Nonlinear motion simulations of a combined wind and wave energy converter concept in survival conditions considering water-entry and exit phenomena

A spar torus combination (STC) concept is an energy converter concept for both wind and wave. A torus shaped wave energy converter (WEC) is installed on a spar floating wind turbine to absorb wave power. Model tests were performed on the survivability of the concept with the focus on different survival modes, and water entry and exit phenomena of the WEC were observed for one survival mode during the tests under extreme sea conditions. A hybrid numerical solver is proposed to simulate the dynamic responses of the STC in extreme sea states conditions involving water entry and exit of the WEC, as well as water on deck phenomena.

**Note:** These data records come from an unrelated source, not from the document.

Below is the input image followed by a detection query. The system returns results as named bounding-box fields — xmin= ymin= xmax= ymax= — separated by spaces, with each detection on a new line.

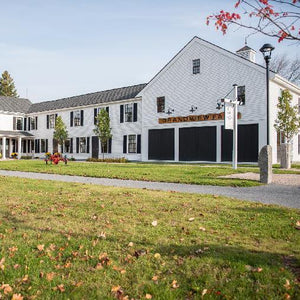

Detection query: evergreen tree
xmin=93 ymin=109 xmax=112 ymax=159
xmin=53 ymin=116 xmax=68 ymax=154
xmin=0 ymin=70 xmax=18 ymax=97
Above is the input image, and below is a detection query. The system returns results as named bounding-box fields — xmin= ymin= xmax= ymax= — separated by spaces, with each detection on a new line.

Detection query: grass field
xmin=0 ymin=160 xmax=265 ymax=187
xmin=0 ymin=176 xmax=299 ymax=299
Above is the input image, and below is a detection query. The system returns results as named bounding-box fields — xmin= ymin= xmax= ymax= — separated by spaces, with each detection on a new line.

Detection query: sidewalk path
xmin=0 ymin=170 xmax=299 ymax=209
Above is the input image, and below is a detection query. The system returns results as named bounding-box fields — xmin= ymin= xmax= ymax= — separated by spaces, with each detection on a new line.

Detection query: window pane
xmin=79 ymin=137 xmax=86 ymax=153
xmin=237 ymin=86 xmax=245 ymax=105
xmin=31 ymin=118 xmax=36 ymax=130
xmin=41 ymin=139 xmax=46 ymax=152
xmin=157 ymin=97 xmax=165 ymax=113
xmin=125 ymin=104 xmax=133 ymax=122
xmin=65 ymin=139 xmax=70 ymax=153
xmin=192 ymin=59 xmax=200 ymax=74
xmin=16 ymin=118 xmax=23 ymax=130
xmin=74 ymin=110 xmax=81 ymax=126
xmin=128 ymin=135 xmax=136 ymax=153
xmin=49 ymin=115 xmax=55 ymax=128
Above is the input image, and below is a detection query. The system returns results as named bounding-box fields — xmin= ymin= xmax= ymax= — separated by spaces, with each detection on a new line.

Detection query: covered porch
xmin=0 ymin=131 xmax=34 ymax=159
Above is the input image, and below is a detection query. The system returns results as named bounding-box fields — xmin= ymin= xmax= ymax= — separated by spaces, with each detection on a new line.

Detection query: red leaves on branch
xmin=207 ymin=11 xmax=241 ymax=34
xmin=207 ymin=0 xmax=300 ymax=43
xmin=279 ymin=30 xmax=288 ymax=42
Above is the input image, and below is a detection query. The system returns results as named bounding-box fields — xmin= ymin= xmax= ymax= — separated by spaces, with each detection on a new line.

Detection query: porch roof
xmin=0 ymin=131 xmax=34 ymax=138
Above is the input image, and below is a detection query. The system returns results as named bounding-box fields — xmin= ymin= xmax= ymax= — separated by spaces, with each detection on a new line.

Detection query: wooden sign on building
xmin=159 ymin=112 xmax=241 ymax=124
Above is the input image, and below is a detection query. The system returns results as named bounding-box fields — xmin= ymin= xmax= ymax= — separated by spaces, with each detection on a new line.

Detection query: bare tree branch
xmin=270 ymin=55 xmax=300 ymax=84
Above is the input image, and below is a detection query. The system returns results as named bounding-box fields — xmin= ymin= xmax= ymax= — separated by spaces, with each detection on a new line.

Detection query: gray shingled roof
xmin=0 ymin=130 xmax=34 ymax=137
xmin=0 ymin=96 xmax=32 ymax=113
xmin=28 ymin=83 xmax=147 ymax=113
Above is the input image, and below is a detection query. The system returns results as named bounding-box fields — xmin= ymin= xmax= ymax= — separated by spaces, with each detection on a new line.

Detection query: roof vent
xmin=236 ymin=42 xmax=256 ymax=63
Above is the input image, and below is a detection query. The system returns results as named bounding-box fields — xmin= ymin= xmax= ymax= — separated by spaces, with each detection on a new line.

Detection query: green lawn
xmin=0 ymin=176 xmax=299 ymax=299
xmin=0 ymin=160 xmax=264 ymax=187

The method combines a weakly nonlinear potential-flow solution for the wave-body interactions, a local Wagner-type model for the bottom slamming phenomenon and a shallow water approximation for water on deck events. The viscous damping loads acting on the different component of the STC system are modelled using empirical formulas based on the involved damping mechanisms and the local Keulegan-Carpenter number. Comparisons between the numerical predictions and model test results in mild and steep regular waves are presented in this paper, and show reasonable agreement for the induced body motions and occurrence of water shipping and slamming events. The hybrid solver is then used to investigate the effects of green-water and slamming loads on the motions of the platform, showing important influence of the former.